Let's come back to the present to explain what is going on. The U.S. -- like most industrialized countries -- has a world wide tax system. That means the U.S. will tax a U.S. resident's/citizen's income regardless of the income's location. In addition, we have a self-reporting system, meaning we tell the government where our money goes. When a U.S. citizen moves money offshore he has to file certain documents with the IRS to be in compliance with the law.
Secrecy helps to shield transfers from this system of self-reporting. Once money moves into a foreign bank account that is numbered, and it's located in a country that has strict secrecy laws, the probability is high that the money will fall into a tacking black hole. There will be some kind of record of the money leaving the country (via a wire transfer or a large withdrawal), but then it disappears. Once the money is in one secret bank account, the account holder will probably move the money to another country with strict bank secrecy laws:
On Friday, John McCarthy, a UBS client in California, agreed to plead guilty to one count of failing to file an annual report to the Treasury Department. A document filed with the plea shows the tax scheme relied in part on channeling funds to a Swiss UBS account held in the name of a Hong Kong entity, the second time accounts in the Asian financial hub have figured in these cases.

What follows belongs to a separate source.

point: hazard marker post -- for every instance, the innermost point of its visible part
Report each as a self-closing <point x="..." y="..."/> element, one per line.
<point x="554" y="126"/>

Between 2003 and 2008, Mr. McCarthy talked with UBS representatives and the Swiss lawyer in Beverly Hills and Switzerland to hash out details of his business, according to the statement. UBS representatives told Mr. McCarthy that "a lot of United States clients don't report their income and just take it off the top."
At one point, the Swiss lawyer recommended to Mr. McCarthy that he set up a Liechtenstein foundation that would serve as an umbrella over a Panamanian or Hong Kong corporation. That "would allow for an extra layer of privacy and help to conceal" Mr. McCarthy's identity, said the statement of facts.
Mr. McCarthy also transferred funds into other UBS accounts from a bank in the Cayman Islands, the statement says. He is due to appear in federal court on Sept. 14. He faces a maximum penalty of five years in prison and fines totaling $250,000.
"Mr. McCarthy has accepted responsibility for his conduct," said his lawyer, Steven Toscher. "He, like many other U.S. taxpayers, has made serious mistakes regarding the use of foreign bank accounts. Mr. McCarthy has decided to get right with his tax obligations and his case should serve as a strong signal to other taxpayers."
Jeffrey Chernick of New York, who pleaded guilty in July to filing a false tax return, also used a Hong Kong corporation and offshore bank accounts to conceal from the IRS commissions paid for sales, according to a statement of facts agreed to by the Justice Department and Mr. Chernick. A lawyer for Mr. Chernick declined to comment.
The UBS case has been fascinating from a legal perspective for two reasons.
1.) UBS settled the case. In doing so, they are possibly exposing themselves to Swiss lawsuits regarding a violation of Swiss banking secrecy laws. That tells us a very important fact: the U.S. government had UBS dead to rights.
2.) This is a major crack in the bank secrecy issue. Switzerland is the gold standard of secrecy. If they crack, expect the bank secrecy issue to fall faster than anticipated.